Why would you call such pretty Islands Eleuthera. It sounds like a
urinary passage for goodness sakes. But in fact it was named for the
Eleutheran Adventurers in 1647, which I assume were from England. It
was the nations first settlement and the first Republic in the new
world. I must say it has been a great place to visit. The string of
islands from Eleuthera to Great Inagua make up what's commonly referred
to as the Far Bahamas. Whether you agree that Christopher Columbus
landed on San Salvador or not, he landed somewhere along this string of
islands.

LeRoy and I are casting off and heading back to Royal Island along with
our friends on S/V Cyrano. We feel like we have explored the charming
town of Spanish Wells long enough. The refrigerator/freezers are full
of food. Once again I found fresh yummy strawberries, blue berries and
raspberries. I also found fudge. I like to keep a balance in my diet.
Milk gets delivered to the store on Wednesday and produce on Thursday.
Keep that in mind boaters.

This has been a very peaceful stop that we want to visit again. Spanish
Wells takes a lunch hour at noon and most stores close, except the
restaurants. The restaurants closing from 2.30 to 6 was very
inconvenient for us. We found nothing special in the way of dining out
on either island. Here most use golf carts for transportation, on
Harbour Island there are lots and lots of cars.
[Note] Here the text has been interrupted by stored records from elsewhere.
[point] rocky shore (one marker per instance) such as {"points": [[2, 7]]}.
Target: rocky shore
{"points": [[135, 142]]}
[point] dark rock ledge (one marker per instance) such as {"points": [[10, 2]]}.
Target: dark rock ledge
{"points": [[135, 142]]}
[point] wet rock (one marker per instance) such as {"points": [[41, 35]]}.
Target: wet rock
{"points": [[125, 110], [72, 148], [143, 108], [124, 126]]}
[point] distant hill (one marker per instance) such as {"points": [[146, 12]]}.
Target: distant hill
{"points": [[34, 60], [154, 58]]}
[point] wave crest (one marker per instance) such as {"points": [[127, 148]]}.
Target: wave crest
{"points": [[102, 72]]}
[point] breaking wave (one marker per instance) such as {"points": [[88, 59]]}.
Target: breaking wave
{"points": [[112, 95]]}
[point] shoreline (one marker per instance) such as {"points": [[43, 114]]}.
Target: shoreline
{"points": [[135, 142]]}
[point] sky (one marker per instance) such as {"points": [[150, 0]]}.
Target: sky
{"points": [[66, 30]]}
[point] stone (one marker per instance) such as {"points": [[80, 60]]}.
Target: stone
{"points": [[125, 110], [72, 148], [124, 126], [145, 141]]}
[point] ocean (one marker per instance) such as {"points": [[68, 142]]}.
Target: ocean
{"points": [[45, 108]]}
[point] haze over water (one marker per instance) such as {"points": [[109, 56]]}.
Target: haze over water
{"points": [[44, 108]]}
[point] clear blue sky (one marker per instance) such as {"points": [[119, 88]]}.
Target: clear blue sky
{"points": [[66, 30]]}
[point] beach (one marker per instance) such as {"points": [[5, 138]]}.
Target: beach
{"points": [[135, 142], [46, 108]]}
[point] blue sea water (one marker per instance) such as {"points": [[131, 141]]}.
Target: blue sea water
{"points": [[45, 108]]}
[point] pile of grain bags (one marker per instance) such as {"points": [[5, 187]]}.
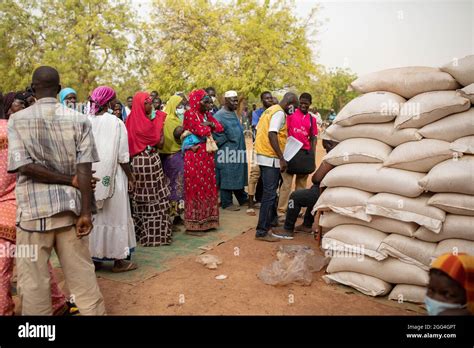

Spanish Wells is a dry island with no liquor stores. Harbour Island has
bunches of liquor stores. The residents have an accent very different
from the Abaconians. It's like traveling south in the states. Only
here you get more of the Caribbean lilt instead of the southern drawl.
I'm noticing that the white Bahamian residents seem to outnumber the
black. In Abaco it was the reverse. I may be wrong, but it seemed the
same in Harbour Island. The people of all colors are great to us. We
couldn't walk down the street without people asking if we needed a
ride. We met several people picking fruit off the Ju Ju tree that grows
in front of the marina. Good way to meet the folks. Groups of them kept
stopping by to pick the fruit. This scraggly looking tree has a small
round fruit. One man gave me one to try. It has the texture of an
apple with a hard seed in the center. They get to be the size of plums,
but these were smaller. It has a mixed flavor of sweet and tart that I
liked. Cindy spit hers out, apparently the greener the more tart.

The fuel dock here went in the last storm, so we aren't fueling up this
morning. There are other fuel docks in town, but we are anxious to
catch the tide. I hope we have the dolphins to keep us company. There
are at least three that cruise among the docks. I giggled and one of
them turned on his back to get a better look at me. They are more
friendly than the white ducks that live on the dock. I love this place.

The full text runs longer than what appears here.